Trigeminal neuralgia (TN, tic douloureux) is a disease characterized by pain in the distribution of the trigeminal nerve in the face.
The trigeminal nerve is the only nerve providing sensory innervation to the human face. Sensory signals from the skin, like warm/cold, touch, pressure, vibration, and pain, reach the brain via this nerve. The trigeminal nerve sprouts out to three main divisions, which destinate the forehead, cheek, and jaw. These three branches unite into a single nerve, which enters the brainstem after passing a short distance in the subarachnoid space.
This space is the passing location for nerves entering and exiting from the brain as well as arteries and veins providing blood flow to and from the brain. Sometimes, a nearby artery or vein may wrap around the nerve and compress it. Since the pressure inside the artery and vein is not constant and changes with heartbeats, the pressure is pulsatile in nature.

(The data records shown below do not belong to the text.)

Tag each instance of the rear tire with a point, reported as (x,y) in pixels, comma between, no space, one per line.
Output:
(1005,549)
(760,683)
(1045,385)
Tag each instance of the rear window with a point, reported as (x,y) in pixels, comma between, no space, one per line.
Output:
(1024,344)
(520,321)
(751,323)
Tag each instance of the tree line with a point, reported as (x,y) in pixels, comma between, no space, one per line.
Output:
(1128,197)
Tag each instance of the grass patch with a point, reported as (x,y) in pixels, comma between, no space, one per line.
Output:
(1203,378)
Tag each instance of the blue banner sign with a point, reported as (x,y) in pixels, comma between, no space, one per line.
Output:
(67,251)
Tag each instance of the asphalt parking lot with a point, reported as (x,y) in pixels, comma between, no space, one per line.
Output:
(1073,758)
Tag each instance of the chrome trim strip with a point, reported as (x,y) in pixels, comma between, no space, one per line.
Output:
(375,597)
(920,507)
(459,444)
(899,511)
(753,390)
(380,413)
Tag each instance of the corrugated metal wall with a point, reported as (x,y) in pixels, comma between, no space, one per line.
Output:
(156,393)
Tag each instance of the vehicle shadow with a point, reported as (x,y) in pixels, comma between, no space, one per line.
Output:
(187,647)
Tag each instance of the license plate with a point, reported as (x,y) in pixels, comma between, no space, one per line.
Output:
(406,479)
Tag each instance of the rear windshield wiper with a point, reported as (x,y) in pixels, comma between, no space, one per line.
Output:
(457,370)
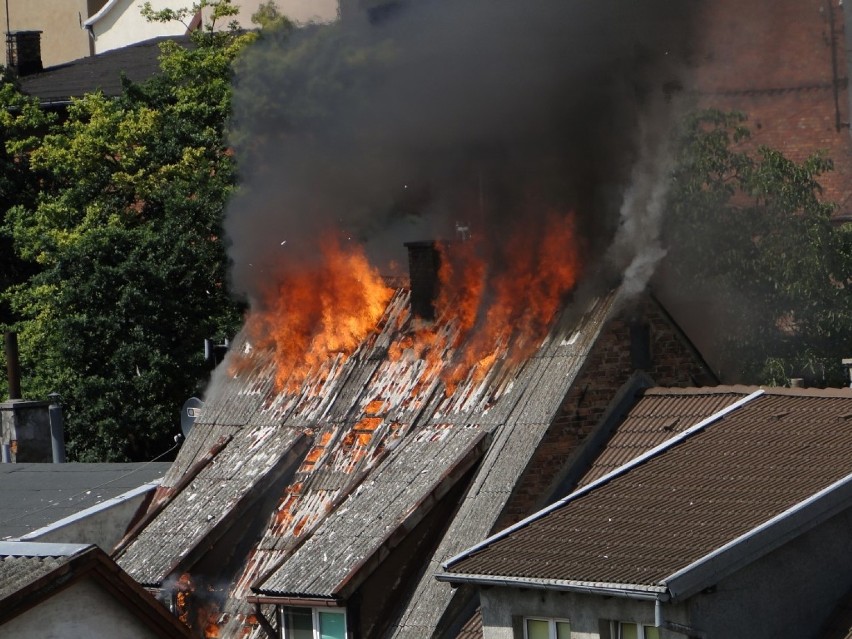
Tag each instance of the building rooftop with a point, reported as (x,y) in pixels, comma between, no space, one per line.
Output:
(33,496)
(748,472)
(55,86)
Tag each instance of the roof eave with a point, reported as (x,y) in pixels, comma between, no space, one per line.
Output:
(641,459)
(760,541)
(624,591)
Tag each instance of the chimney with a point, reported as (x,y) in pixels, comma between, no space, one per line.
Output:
(847,366)
(23,52)
(13,366)
(423,264)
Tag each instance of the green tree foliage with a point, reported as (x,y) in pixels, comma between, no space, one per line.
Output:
(21,124)
(751,238)
(126,230)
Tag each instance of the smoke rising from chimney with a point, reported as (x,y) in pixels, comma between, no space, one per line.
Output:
(396,128)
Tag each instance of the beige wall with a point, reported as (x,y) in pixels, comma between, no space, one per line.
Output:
(120,23)
(63,39)
(82,610)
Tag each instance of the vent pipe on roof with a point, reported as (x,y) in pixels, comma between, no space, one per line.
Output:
(13,366)
(57,429)
(423,264)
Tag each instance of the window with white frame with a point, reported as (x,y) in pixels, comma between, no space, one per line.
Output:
(546,628)
(313,623)
(625,630)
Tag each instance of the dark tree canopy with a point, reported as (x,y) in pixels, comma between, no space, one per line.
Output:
(125,229)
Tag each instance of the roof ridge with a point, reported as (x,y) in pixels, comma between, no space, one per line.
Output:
(605,479)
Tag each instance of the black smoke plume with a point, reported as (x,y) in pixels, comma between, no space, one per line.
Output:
(404,120)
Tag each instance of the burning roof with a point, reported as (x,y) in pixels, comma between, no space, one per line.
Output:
(332,464)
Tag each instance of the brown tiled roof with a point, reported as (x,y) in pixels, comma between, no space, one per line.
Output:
(704,490)
(662,414)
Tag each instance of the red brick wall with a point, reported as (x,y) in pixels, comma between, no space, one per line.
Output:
(608,367)
(772,59)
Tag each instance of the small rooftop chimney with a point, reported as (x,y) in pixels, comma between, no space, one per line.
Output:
(423,264)
(13,367)
(847,365)
(23,52)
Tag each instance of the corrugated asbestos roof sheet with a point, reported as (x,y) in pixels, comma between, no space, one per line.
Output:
(370,418)
(537,394)
(19,569)
(393,496)
(698,494)
(212,499)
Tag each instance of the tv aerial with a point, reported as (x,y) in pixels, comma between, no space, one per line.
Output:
(190,411)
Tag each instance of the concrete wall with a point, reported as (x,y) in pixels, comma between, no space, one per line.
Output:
(788,593)
(503,609)
(84,609)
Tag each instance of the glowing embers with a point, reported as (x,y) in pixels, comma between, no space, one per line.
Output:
(314,308)
(496,301)
(198,605)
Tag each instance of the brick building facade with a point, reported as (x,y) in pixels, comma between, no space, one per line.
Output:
(784,64)
(642,338)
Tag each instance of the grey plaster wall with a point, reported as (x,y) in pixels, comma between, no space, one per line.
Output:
(585,612)
(81,610)
(788,593)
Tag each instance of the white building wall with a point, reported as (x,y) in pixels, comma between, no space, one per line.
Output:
(503,607)
(119,23)
(790,592)
(84,609)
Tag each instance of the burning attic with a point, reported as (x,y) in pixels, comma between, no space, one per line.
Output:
(362,430)
(333,488)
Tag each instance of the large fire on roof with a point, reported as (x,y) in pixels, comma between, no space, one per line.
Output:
(541,127)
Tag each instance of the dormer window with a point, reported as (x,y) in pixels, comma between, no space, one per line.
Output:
(313,623)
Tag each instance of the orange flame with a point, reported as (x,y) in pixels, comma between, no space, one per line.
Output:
(513,302)
(500,298)
(318,309)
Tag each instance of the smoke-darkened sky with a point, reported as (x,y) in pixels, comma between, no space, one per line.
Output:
(440,112)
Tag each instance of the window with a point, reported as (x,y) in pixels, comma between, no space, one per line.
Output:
(313,623)
(539,628)
(635,631)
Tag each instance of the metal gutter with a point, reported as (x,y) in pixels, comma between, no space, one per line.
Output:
(40,549)
(641,459)
(316,602)
(761,540)
(645,593)
(109,6)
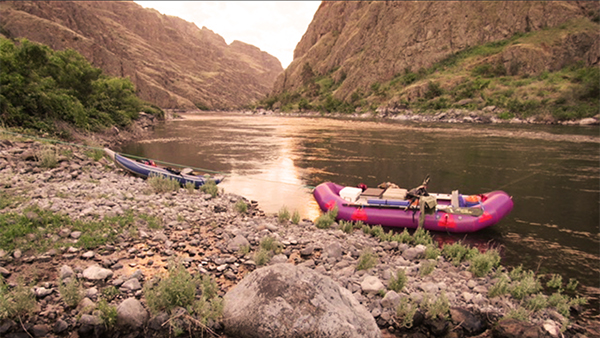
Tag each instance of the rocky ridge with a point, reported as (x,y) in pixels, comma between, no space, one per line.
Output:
(360,43)
(206,233)
(172,63)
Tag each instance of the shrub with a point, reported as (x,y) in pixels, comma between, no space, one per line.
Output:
(519,313)
(108,313)
(432,252)
(283,215)
(527,285)
(109,293)
(366,260)
(40,86)
(422,236)
(94,153)
(439,308)
(71,293)
(346,227)
(190,187)
(210,187)
(483,263)
(572,284)
(47,157)
(403,237)
(241,207)
(500,288)
(457,253)
(427,267)
(296,217)
(555,281)
(536,303)
(271,244)
(178,288)
(162,184)
(406,312)
(262,257)
(244,250)
(398,281)
(326,220)
(17,302)
(377,231)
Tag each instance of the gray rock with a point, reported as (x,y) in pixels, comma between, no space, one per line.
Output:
(334,250)
(131,313)
(284,300)
(90,320)
(237,242)
(471,324)
(371,284)
(414,253)
(96,273)
(60,326)
(390,300)
(39,330)
(156,322)
(42,292)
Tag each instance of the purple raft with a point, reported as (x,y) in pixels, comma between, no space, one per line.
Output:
(458,214)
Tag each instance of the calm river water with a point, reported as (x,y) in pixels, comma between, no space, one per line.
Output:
(552,172)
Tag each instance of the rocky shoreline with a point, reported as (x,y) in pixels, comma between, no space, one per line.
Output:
(207,234)
(486,115)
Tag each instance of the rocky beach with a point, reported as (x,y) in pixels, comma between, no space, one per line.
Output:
(92,223)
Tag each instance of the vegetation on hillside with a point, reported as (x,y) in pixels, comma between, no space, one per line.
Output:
(39,86)
(470,79)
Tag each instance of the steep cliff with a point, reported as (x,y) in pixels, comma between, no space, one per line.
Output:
(360,50)
(172,62)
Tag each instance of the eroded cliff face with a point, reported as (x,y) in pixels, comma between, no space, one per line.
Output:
(172,62)
(361,43)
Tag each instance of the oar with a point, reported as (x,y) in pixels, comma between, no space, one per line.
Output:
(471,211)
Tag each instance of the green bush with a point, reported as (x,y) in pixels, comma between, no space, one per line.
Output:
(241,206)
(283,215)
(398,281)
(366,260)
(457,253)
(483,263)
(296,217)
(71,292)
(162,184)
(210,187)
(16,303)
(108,313)
(47,157)
(39,86)
(327,219)
(178,288)
(406,312)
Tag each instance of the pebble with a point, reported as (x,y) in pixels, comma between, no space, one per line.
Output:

Therefore, individual nerve fibers suffer and get irritated, resulting in trigeminal neuralgia.
Typically, TN is manifested by sudden, intensive, excruciating, sharp, electric, or thunder-like painful attacks lasting a few seconds (tic douloureux). These painful bursts can be precipitated by speaking, laughing, touching, eating, tooth brushing, i.e., anything stimulating the trigeminal nerve. This form of the disease is called typical trigeminal neuralgia or type 1 (TN1).
On the contrary, type 2 (TN2), or atypical form, is characterized by long-lasting dull pain. One patient may experience both pain types alternatively or superimposed on each other. Usually, there is an associated numbness in the affected area, but the patients may be unaware of this due to pain.
Usually, the pain is exhibited in one of the branches of the trigeminal nerve. Sometimes, two or all three branches may be affected. The mandibular branch providing innervation to the jaw and lower teeth are most frequently affected. Maxillary branches, providing sensation to the cheek and upper teeth, are less commonly affected. The ophthalmic branch, innervating the forehead, is the least affected nerve.
The diagnosis of trigeminal neuralgia is based on clinical presentation. Physical examination is unremarkable but may show hypoesthesia in the distribution of one or more trigeminal nerve divisions.
Currently, there are no laboratory or imaging modalities to confirm the diagnosis. In the vast majority of cases, the symptoms are very typical, and the diagnosis is straightforward. However, in other cases, the patients may exhibit confusing pain patterns, leading to misdiagnosis and mistreatment. This is especially true for cases presenting with tooth pain. These patients may undergo unnecessary tooth treatment and even extraction.
Although the radiological diagnosis of trigeminal neuralgia is not an available demonstration of vascular compression, it is possible with a fine, thin-sliced FIESTA or CISS sequence MRI scan. However, one should remember that vascular compression is not always symptomatic and should be correlated with clinical findings for an accurate diagnosis. In some cases, the compressing factor may be a tumor or a benign arachnoid cyst.
The initial treatment of trigeminal neuralgia is medical. Carbamazepine is the drug of choice and provides pain relief in the majority of cases. Other medications like gabapentin or topiramate may also be helpful in selected cases. The patient should bear in mind that medical treatment does not provide a cure and is aimed at interfering with the propagation of abnormal signals within the nerve. Therefore, these medications are taken lifelong.
Cases refractory to medical treatment, i.e., not responding to conservative treatment, should be managed surgically. In some cases, the disease is progressive, i.e., after initial success with mediation, the pain recurs later on. If the compressing factor is a tumor or a cyst, the condition is treated with surgical intervention.
The surgical treatment of choice is microvascular decompression (MVD). This procedure is aimed to permanently relieve the pressure from the nerve by separating the blood vessels. Usually, a tiny Teflon paddy is inserted in between them to keep the two structures apart and provide lasting relief for the nerve.
The procedure is performed under general anesthesia. A small opening in the skull called craniotomy is performed behind the ear. Then, the surgeon works around the cerebellum to find the trigeminal nerve.
The affected nerve is exposed and separated from the compressing artery and/or vein. A Teflon sponge is inserted and left permanently.
The patients can usually leave the hospital in 1-2 days. Microvascular decompression has a high success rate and is considered the best surgical treatment modality for trigeminal neuralgia.